While the possibility has been considered from time to time by the school board’s athletic subcommittee, she added, “up to this point, it’s not anything they’ve found that they want to do — but that isn’t saying that moving forward board members on that subcommittee might not have a different take on it.”
As Youngblood sees it, the possibility of pay-for-play coming to her district “just depends on the circumstances and the budget at the time.”
The survey, conducted by Pennsylvania School Boards Association’s Education Research and Policy Center in partnership with Pennsylvania State Athletic Director’s Association, followed up on surveys conducted in 2010 and 2012 that were limited to athletic directors in attendance at PSADA’s statewide annual conference. In 2013, with the survey expanded to solicit feedback from all 500 of Pennsylvania’s public school districts, the overall response rate was 37 percent with the highest number of responses collected from the southeastern, south-central and central-western sections of the state.
“Because Pennsylvania does not regard athletics, band, student clubs, etc., as part of a guaranteed basic public education, school boards and districts are free to consider the option of charging fees to students interested in participating in these activities,” PSBA noted in its summary of the 2013 survey findings.
“Survey results show not only a growing number of school districts requiring fees, but also prices per student, per activity, are increasing,” according to the summary. “In 2010, the average activity fee was far below the national average with prices ranging between $5 and $50. In 2012 and 2013, the average pay-to-play or participation fee increased to $65 and $80, respectively.”

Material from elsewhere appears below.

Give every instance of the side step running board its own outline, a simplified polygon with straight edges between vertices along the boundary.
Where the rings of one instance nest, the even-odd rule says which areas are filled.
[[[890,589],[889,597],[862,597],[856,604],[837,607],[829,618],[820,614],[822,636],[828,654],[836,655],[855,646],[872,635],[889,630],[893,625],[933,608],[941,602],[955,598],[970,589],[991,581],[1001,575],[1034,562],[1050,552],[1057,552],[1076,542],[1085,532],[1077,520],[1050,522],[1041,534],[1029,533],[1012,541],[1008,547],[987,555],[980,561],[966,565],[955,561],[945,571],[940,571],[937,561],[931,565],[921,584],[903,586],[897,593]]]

In response to a question asking if school districts were forced to cut sport programs based on financial limitations, 11 percent of respondents indicated that athletic programs had been cut based on funds, according to PSBA.
“Many districts are considering this option over program cuts to offset funding decreases and budgeting deficits,” according to Todd Hosterman, senior research associate with PSBA and author of the study. “However, the rising cost to athletes and their families is concerning. Looking at the maximum reported $200 per student, per activity, fee would require a three-sport athlete to pay $600 a year.”
According to PSBA, 22 percent of the 185 school districts responding said they’re also are charging student fees for other extracurricular activities such as band and chorus.
In Crawford Central School District, pay-to-play has been a topic of heated discussion during annual budget discussions. So heated, in fact, that a group of community members and educators banded together to form the Crawford Central Community Foundation to help offset the financial impact of pay-to-play on district families. These days, however, “it’s not something of interest to us at this point,” according to Superintendent Charlie Heller.
“One of our goals in the beginning was that we didn’t want to have to be in a position of cutting any programs, curricular or extra-curricular,” Heller explained. “So far, we’ve been able to accomplish that. If it came to the point where we had to consider cutting programming — before we made that decision we would have to look at all forms of supplemental funding.”
Heller noted that the foundation’s fund-raising efforts are already contributing to various activities throughout the school district, some of them extracurricular.
In Conneaut School District, pay-for-play hasn’t even come up, according to Superintendent Jarrin Sperry.
As for what has kept pay-to-play off the radar in his district so far, “The fear is are you going to exclude a student who can’t afford it,” Sperry said. “We certainly don’t want to exclude anybody who doesn’t want to participate in an activity.”